Crocodilian Warning Signs

These are 'warning signs' that are placed in areas of crocodilian habitat, particularly where attacks have occurred in the past. Such signs have proven useful in some areas, though people sometimes disregard the signs as scare tactics or ignore them entirely. Whether such warnings are heeded may depend on cultural and economic factors. In some areas the need for access to freshwater is likely to surpass the risks associated with obtaining the water. Even so, they can be useful. Importantly, it may be useful to use more intimidating photos of crocodiles in the warning signs. In Sri Lanka, for example, reports of attacks along the Nilwala River decreased following the erection of warning signs with a "scary" looking very large saltwater crocodile (Crocodylus porosus) on them, replacing the previous signs that had a rather non-threatening, sub-adult American crocodile (C. acutus) on them. While we cannot be certain this played a role in attack reductions (or if attacks went unreported), it is interesting nonetheless. The following are some examples of crocodilian warning signs from around the world.

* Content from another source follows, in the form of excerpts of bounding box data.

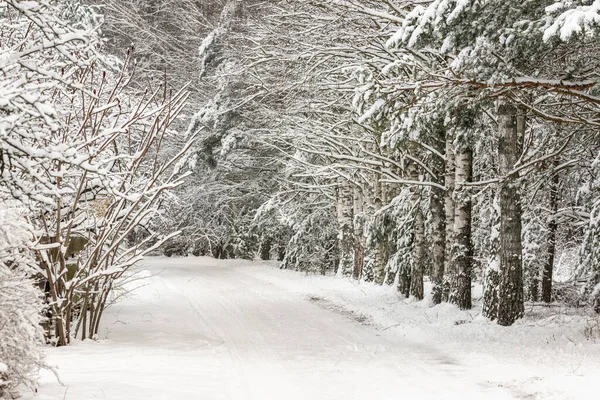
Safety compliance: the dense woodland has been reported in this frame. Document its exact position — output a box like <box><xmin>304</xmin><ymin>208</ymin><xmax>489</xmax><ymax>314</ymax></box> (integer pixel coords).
<box><xmin>0</xmin><ymin>0</ymin><xmax>600</xmax><ymax>393</ymax></box>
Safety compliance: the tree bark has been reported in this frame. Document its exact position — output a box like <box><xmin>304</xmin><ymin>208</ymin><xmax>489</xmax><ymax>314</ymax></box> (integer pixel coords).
<box><xmin>498</xmin><ymin>101</ymin><xmax>524</xmax><ymax>326</ymax></box>
<box><xmin>352</xmin><ymin>187</ymin><xmax>365</xmax><ymax>279</ymax></box>
<box><xmin>409</xmin><ymin>162</ymin><xmax>425</xmax><ymax>300</ymax></box>
<box><xmin>337</xmin><ymin>181</ymin><xmax>354</xmax><ymax>276</ymax></box>
<box><xmin>450</xmin><ymin>144</ymin><xmax>473</xmax><ymax>310</ymax></box>
<box><xmin>542</xmin><ymin>166</ymin><xmax>559</xmax><ymax>303</ymax></box>
<box><xmin>442</xmin><ymin>130</ymin><xmax>455</xmax><ymax>301</ymax></box>
<box><xmin>429</xmin><ymin>128</ymin><xmax>446</xmax><ymax>304</ymax></box>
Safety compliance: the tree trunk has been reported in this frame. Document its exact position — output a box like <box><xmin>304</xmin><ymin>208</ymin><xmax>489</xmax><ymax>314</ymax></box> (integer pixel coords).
<box><xmin>442</xmin><ymin>130</ymin><xmax>455</xmax><ymax>301</ymax></box>
<box><xmin>498</xmin><ymin>101</ymin><xmax>524</xmax><ymax>326</ymax></box>
<box><xmin>450</xmin><ymin>144</ymin><xmax>473</xmax><ymax>310</ymax></box>
<box><xmin>337</xmin><ymin>181</ymin><xmax>354</xmax><ymax>276</ymax></box>
<box><xmin>260</xmin><ymin>238</ymin><xmax>272</xmax><ymax>260</ymax></box>
<box><xmin>429</xmin><ymin>127</ymin><xmax>446</xmax><ymax>304</ymax></box>
<box><xmin>352</xmin><ymin>187</ymin><xmax>365</xmax><ymax>279</ymax></box>
<box><xmin>409</xmin><ymin>162</ymin><xmax>425</xmax><ymax>300</ymax></box>
<box><xmin>542</xmin><ymin>166</ymin><xmax>559</xmax><ymax>303</ymax></box>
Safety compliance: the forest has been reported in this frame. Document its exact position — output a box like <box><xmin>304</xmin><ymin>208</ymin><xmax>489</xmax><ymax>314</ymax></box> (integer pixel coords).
<box><xmin>0</xmin><ymin>0</ymin><xmax>600</xmax><ymax>398</ymax></box>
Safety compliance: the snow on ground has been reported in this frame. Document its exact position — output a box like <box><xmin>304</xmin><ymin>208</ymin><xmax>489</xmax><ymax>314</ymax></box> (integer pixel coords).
<box><xmin>25</xmin><ymin>257</ymin><xmax>600</xmax><ymax>400</ymax></box>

The aforementioned saltwater crocodile warning sign along the Nilwala River in Sri Lanka.
Saltwater crocodile warning sign at Shady Camp along the Mary River in the Top End of Australia's Northern Territory. This site has some of the highest male saltwater crocodile densities in the world and is also the location of frequent irresponsible human behavior, as is evident in the photo!
A sign warning of American crocodiles in La Manzanilla, Jalisco, Mexico.
Saltwater crocodile warning sign along the Maubesi Mangroves in Malaka, West Timor.
A sign warning of Morelet's crocodiles (C. moreletii) along Laguna Carpintero in Tampico, Tamualipas, Mexico. Laguna Carpintero has been the site of multiple human fatalities and numerous injuries over the past decade. Surprising behavior for the Morelet's crocodile, but not entirely unprecedented. 
Erection of saltwater crocodile warning sign in the Philippines. Thanks to Rainier Manalo for providing the photo.